管理職の必須マネジメントスキルとして、よくコーチングが取り上げられます。
私も管理職研修の中でコーチングのプログラムを設計することは、少なくありません。
答えを伝えるのではなく、考えさせる、考えを引き出すことで、部下の自律性を育むコミュニケーション。
この、コーチングによって部下の考えを引き出そうとすることは、すばらしいことです。
でも、時にそれが目的になってしまい、引き出すことに固執しすぎていることがあるように感じられます。
コーチングに固執してしまうことで、次のような弊害もあることを頭に入れておくことが重要です。
・部下の中にある答えに依存してしまうため、本人のやる気と経験次第で、上司の求める答えが出てこない。
・そんな中で、上司は目線をあげようと資するあまり、誘導尋問になってしまい、やらされ感が生まれる
・上記の結果として上司部下ともに、期待した答えが出てこないことで、ストレスを感じるコミュニケーションになってしまう。
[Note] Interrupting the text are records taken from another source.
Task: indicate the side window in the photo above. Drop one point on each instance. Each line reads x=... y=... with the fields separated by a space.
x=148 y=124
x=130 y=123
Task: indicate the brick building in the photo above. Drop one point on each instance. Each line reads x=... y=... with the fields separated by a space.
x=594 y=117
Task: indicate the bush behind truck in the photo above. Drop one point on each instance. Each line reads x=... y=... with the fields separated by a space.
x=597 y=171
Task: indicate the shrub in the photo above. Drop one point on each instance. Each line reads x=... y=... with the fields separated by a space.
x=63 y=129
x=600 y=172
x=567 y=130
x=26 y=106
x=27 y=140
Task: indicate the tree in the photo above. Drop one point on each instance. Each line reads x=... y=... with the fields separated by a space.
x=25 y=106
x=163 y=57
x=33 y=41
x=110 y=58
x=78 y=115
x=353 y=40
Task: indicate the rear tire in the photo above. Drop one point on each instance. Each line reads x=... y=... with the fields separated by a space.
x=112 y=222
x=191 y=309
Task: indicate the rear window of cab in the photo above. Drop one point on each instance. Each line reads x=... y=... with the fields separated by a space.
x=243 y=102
最終的に上司の満足する答えにたどり着いたとしても、部下からすると、「それなら初めから言ってくれよ」と心の中で思う結果になってしまう。
コーチングは一手法であって、絶対的な武器でもなければ、引き出すことは目的でもありません。
相手のレベルや業務の状況に応じては、伝える、教えるといったことも必要であることは当然であるし、時には叱るということも管理職の役割です。